Robert “Bob” Falkenburg, who saved three championship points en route to winning the 1948 Wimbledon men’s singles final at age 22 and brought fast food to Brazil during his post-tennis entrepreneurial career, has died. He was 95.

Falkenburg died Thursday from natural causes at his home in Santa Ynez, California, his daughter, Claudia, told The Associated Press in a phone interview Monday.

In addition to his singles triumph at the All England Club, Falkenburg won two Grand Slam men’s doubles titles during the amateur era of tennis: at Wimbledon in 1947 with partner Jack Kramer, and at the U.S. National Championships in 1944 with Don McNeill.

Falkenburg was inducted into the International Tennis Hall of Fame in 1974.

Born in New York on Jan. 29, 1926, Falkenburg was ranked among the top 10 U.S. tennis players by age 17 and won college singles and doubles titles for the University of Southern California.

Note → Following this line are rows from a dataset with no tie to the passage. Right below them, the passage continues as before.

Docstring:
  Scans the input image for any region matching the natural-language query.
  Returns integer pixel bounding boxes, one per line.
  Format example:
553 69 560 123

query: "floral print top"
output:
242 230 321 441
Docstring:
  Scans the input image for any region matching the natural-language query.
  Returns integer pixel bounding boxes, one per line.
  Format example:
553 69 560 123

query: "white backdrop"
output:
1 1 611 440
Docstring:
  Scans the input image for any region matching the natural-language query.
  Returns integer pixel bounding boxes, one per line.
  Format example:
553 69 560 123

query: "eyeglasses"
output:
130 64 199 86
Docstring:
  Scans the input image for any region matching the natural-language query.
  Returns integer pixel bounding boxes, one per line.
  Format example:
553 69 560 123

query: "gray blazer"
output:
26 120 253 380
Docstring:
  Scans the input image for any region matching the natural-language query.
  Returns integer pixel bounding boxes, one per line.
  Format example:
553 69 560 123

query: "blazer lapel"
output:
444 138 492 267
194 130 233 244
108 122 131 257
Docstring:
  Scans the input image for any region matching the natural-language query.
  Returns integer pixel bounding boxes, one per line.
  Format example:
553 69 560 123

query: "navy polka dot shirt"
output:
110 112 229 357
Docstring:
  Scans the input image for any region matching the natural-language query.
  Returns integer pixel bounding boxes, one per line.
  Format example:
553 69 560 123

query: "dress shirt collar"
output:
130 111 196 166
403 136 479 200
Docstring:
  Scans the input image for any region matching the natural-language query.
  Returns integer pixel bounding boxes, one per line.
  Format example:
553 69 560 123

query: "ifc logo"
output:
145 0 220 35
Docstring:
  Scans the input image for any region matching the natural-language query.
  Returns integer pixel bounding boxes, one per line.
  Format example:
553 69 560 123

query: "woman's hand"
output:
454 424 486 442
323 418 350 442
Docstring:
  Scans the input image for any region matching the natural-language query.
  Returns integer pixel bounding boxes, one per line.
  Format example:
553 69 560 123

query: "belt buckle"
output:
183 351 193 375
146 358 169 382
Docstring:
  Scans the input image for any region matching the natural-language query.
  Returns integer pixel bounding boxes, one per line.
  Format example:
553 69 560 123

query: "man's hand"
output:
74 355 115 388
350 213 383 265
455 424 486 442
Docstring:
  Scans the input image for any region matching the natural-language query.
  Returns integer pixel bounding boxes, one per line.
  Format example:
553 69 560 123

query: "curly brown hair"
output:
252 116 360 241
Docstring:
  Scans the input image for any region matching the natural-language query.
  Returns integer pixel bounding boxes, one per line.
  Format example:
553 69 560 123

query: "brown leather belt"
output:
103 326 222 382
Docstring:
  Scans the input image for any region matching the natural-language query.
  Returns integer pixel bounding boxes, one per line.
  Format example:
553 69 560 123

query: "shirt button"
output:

His greatest triumph came at Wimbledon, where three times he was within one point of losing the 1948 singles final while trailing Australia’s John Bromwich at 5-3 in the fifth set before coming all the way back to win 7-5, 0-6, 6-2, 3-6, 7-5. No other man managed to erase a championship point and win the title match at Wimbledon until Novak Djokovic set aside a pair of them when beating Roger Federer in a fifth-set tiebreaker in the 2019 final.

Falkenburg entered his last Grand Slam tournament in 1955 after moving to Brazil with his wife, Lourdes “Lou” Mayrink Veiga Machado, and founded a series of fast-food and ice cream shops called Bob’s. He later sold the franchise. Eventually, more than 1,000 Bob’s opened in Brazil.

“My father never had any interest in becoming a professional (tennis player). He was an amateur, and that was it. When I was growing up, my father did not play tennis; he played golf. Tennis was something from the early part of his life,” Claudia Falkenburg told the AP. “My claim to fame was that I was ‘the owner of Bob’s’ daughter.’ … He introduced fast food to Brazil. He changed the way a culture operated.”

In addition to his wife and daughter, Falkenburg is survived by his son, Robert II, four grandchildren and five great-grandchildren.